Litter box covers that look like furniture work well
With over 15 years of living in this house with a multiple cat family, we have learned a lot about litter boxes, and how to make them palatable the cats, while keeping the house from smelling like a litter box. We also want to be sure the cats want to use the litter box, and we have been successful at that. Our biggest challenge is the bigger cats go on the side of the box, and we have placed litter mats to catch the spatter that goes over the edge.
Make sure cats want to use the litter box
While we have a pretty god handle on those issues, there’s one that remains The Biggest Challenge. Little Yellow, an 8-year-old long-haired orange Tabby has asthma, and trying to find a litter that doesn’t have too much dust has been something the Paws’ family has been struggling with for the past 4 years. While we look for the best litter, we may change it out a bit too much, leaving Little Yellow and his 4 feline siblings a bit confused.

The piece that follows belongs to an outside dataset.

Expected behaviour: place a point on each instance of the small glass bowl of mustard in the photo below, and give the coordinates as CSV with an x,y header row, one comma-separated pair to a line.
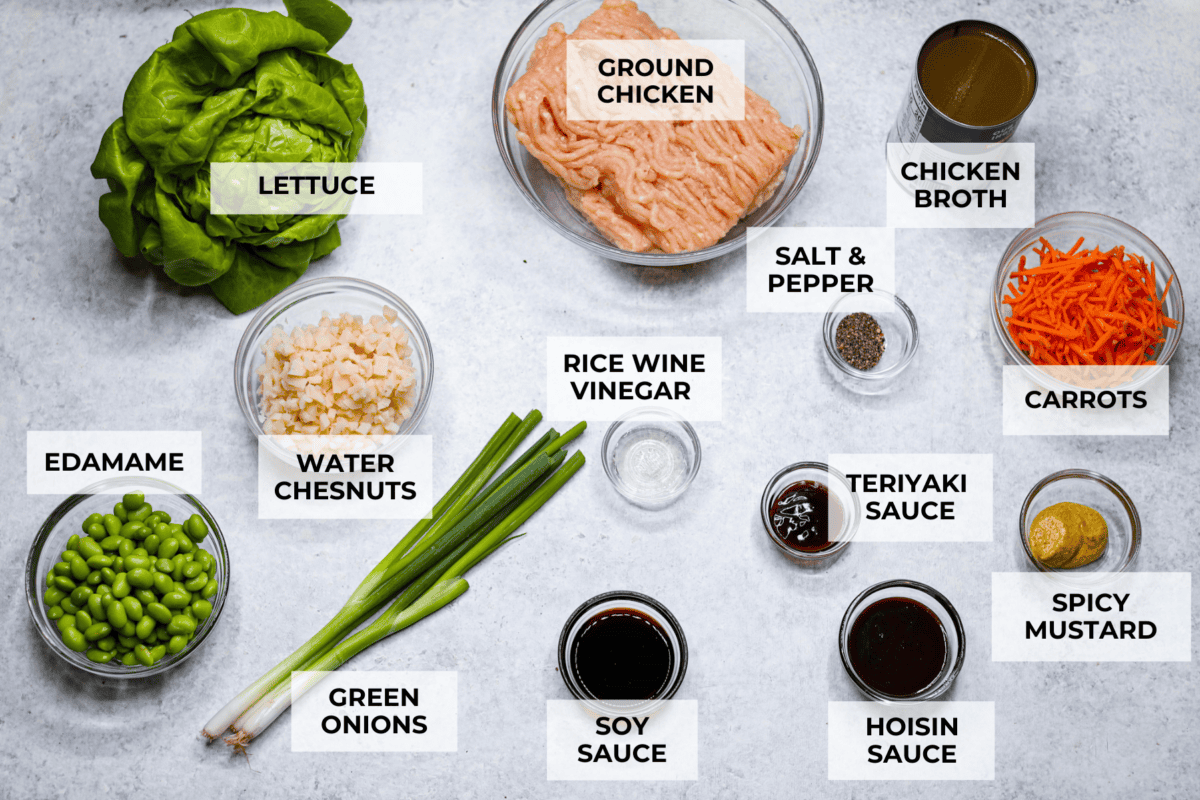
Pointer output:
x,y
1097,492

With his long hair, his poop will periodically get stuck on his hind legs and tail. This presents a nightmare because the poop is gets on everything his kitty body sits on. We all know cats like to be clean, and when this poop gets stuck in his fur, he freaks. He knows he’s dirty, and he wants it out. But it’s stuck. As he knows this is not ‘politically correct’ and the poop should be in the box. He becomes belligerent and scared when his human comes with a pair of scissors and a wet paper towel. He wants no part of this. The removal is not easy and can take hours of coaxing. Sometimes, he will relax enough to sit in his human’s lap, and then let he take the paper towel and start removing the poop. To say the least it’s unpleasant for him and for his Mommy.
A butt-trim might be the best option
With his health challenges, he cannot be periodically shaved because putting him under anesthesia could be dangerous. Our veterinarian has confirmed this. Every 2 to 3 months, we schedule a butt-trim. As his human is a single person, there’s no help and we aren’t going to chance cutting his paper-thin skin to do it by ourselves. We go to the vet, and there they take out the razor and trim off inches of hair from his hind legs and the lower part of his tail. It’s like magic. For months, there’s no more issues. Then it grows out, and we have to repeat the procedure. It’s well worth a few sheckles to prevent the fiasco of removing the poop. He still may get some caught, but it usually falls off right after he leaves the box. We have litter mats in front of the boxes and that usually gets most of it. Once in a while, we find a solid piece of poop on the floor. We have hardwood floors due to the cats, so it’s an easy clean-up.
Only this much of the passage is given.